Zur Ehrenrettung von Adam Smith muss man also sagen, dass er kein „Alles-ist-erlaubt-Kapitalist“ war, sondern auch ein Moralphilosoph, der keineswegs den Vorrang des Marktes gegenüber der Menschlichkeit vertrat.
Auch heute wird ein grenzenloser, die ganze Erde umfassender, freier Markt nicht die erhofften goldenen Zeiten bringen, wenn es nicht gelingt, ihm jene Grenzen zu setzen, die dazu führen, dass er nicht allein den Kapitaleignern, sondern allen Menschen dient. Eine noch so freie Wirtschaft wird niemals die Humanität ersetzen können.
Gelingen kann der „Großversuch Globalisierung“, von dem mehr oder weniger die gesamte Menschheit tangiert ist, nur dann, wenn es glückt, auf der Basis einer globalen Ethik weltweit ökologische und soziale Mindestanforderungen durchzusetzen. Das wird nicht ohne handlungsfähige Institutionen gehen, die umfassende Überlebensprogramme einführen, ohne die weder Nord noch Süd, weder Mensch noch Natur eine Zukunft haben.
Literatur:
(1) Boxberger, Gerald: „Die zehn Globalisierungslügen“, DTV, München, 1998.

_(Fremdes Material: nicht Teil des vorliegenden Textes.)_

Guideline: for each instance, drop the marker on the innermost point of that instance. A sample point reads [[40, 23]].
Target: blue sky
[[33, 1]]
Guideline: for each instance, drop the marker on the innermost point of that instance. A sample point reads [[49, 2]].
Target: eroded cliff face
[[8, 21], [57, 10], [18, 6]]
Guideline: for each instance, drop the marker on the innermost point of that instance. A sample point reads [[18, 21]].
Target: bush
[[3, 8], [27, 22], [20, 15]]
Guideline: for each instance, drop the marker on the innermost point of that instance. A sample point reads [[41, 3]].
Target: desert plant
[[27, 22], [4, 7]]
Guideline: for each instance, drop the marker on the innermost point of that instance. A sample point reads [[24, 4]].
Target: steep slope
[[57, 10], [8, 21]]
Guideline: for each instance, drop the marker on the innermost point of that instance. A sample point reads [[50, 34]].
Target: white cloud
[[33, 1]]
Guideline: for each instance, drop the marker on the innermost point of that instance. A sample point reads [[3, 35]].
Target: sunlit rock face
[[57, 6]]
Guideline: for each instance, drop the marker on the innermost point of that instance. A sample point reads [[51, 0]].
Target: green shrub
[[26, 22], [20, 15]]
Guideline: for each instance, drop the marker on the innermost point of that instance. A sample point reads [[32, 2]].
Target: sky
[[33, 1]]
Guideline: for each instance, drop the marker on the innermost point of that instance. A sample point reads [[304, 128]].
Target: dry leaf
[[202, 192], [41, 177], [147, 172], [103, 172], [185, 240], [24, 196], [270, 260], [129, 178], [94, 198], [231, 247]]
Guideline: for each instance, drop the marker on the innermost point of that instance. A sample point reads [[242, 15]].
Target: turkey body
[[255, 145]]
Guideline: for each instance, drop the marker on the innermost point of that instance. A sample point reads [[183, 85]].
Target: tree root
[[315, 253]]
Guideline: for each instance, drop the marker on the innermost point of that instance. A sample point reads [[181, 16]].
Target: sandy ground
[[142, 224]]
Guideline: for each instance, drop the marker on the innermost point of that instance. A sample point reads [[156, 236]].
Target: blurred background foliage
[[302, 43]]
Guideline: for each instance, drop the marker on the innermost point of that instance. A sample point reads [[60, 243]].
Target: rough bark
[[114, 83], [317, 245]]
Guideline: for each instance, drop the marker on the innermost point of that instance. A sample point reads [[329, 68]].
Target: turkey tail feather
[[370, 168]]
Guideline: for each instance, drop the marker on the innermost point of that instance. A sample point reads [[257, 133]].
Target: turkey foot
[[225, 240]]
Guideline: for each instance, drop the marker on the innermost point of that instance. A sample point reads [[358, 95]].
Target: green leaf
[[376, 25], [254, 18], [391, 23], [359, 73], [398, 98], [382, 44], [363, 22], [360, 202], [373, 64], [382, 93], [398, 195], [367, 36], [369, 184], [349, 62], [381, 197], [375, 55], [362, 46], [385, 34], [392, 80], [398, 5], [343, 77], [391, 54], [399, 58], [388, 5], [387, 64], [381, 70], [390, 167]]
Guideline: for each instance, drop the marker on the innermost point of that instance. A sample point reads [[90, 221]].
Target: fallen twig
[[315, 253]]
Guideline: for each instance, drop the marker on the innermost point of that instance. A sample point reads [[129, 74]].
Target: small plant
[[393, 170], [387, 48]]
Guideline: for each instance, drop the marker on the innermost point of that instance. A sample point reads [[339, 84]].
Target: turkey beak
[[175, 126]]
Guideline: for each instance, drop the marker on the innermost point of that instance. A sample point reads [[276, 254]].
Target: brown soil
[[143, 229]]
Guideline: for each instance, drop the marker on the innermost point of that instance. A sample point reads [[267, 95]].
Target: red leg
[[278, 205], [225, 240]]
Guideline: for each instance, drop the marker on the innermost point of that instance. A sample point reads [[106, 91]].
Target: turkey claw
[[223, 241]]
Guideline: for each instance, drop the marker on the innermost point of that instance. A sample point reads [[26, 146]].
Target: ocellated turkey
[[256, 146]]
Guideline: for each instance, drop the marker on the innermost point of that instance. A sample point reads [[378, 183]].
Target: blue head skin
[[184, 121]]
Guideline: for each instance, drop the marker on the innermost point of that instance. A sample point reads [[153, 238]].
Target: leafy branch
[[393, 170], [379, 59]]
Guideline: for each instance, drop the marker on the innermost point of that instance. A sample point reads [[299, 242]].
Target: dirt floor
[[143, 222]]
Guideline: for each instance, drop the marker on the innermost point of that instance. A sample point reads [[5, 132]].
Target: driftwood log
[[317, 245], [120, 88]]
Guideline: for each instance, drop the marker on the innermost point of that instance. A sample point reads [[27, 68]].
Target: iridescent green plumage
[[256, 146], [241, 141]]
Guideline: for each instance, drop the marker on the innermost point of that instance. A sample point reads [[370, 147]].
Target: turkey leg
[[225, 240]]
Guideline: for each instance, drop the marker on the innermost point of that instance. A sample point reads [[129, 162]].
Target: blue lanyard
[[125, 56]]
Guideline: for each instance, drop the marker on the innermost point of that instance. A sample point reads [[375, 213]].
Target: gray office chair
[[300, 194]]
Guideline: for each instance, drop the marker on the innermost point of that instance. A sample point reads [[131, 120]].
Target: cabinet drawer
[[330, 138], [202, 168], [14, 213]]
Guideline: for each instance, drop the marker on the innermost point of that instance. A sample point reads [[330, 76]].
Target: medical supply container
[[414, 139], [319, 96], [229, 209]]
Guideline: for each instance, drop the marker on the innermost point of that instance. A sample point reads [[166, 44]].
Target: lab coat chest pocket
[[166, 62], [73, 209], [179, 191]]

(2) Dhonanyi, Klaus v.: „Im Joch des Profits“, DVA, Stuttgart, 1997.
(3) Engemann, Hubertus: „Globalisierung – Bedrohung oder Chance“, Deutscher Institutsverlag, München, 1998.
(4) Forrester, Viviane: „Der Terror der Ökonomie“, Goldmann, München, 1993.
(5) Greider, William: „Enstation Globalisierung“, Wilh. Heyne, München, 1998.
(6) King, Alexander: „Die erste globale Revolution“, Goldmann, München, 1993.
(7) Küng, Hans: „Weltethos für Weltpolitik und Weltwirtschaft“, Piper, München, 1997.
(8) Spiegel, Peter: „Das Terra Prinzip“, Horizonte, Stuttgart 1996.
Nachtrag 2022:
Inzwischen hat die im Dezember 2019 in Wuhan beginnende Corona-Krise durch das Abreißen der Lieferketten schwerwiegende Nachteile der ungebremsten Globalisierung aufgedeckt.
Dann lösten die massiven Angriffen russischer Truppen seit dem 24. Februar 2022 den Ukraine-Krieg und als dessen Folge eine Energiekrise aus, die sich zu einer Welt-Wirtschaftskrise ausweiten kann.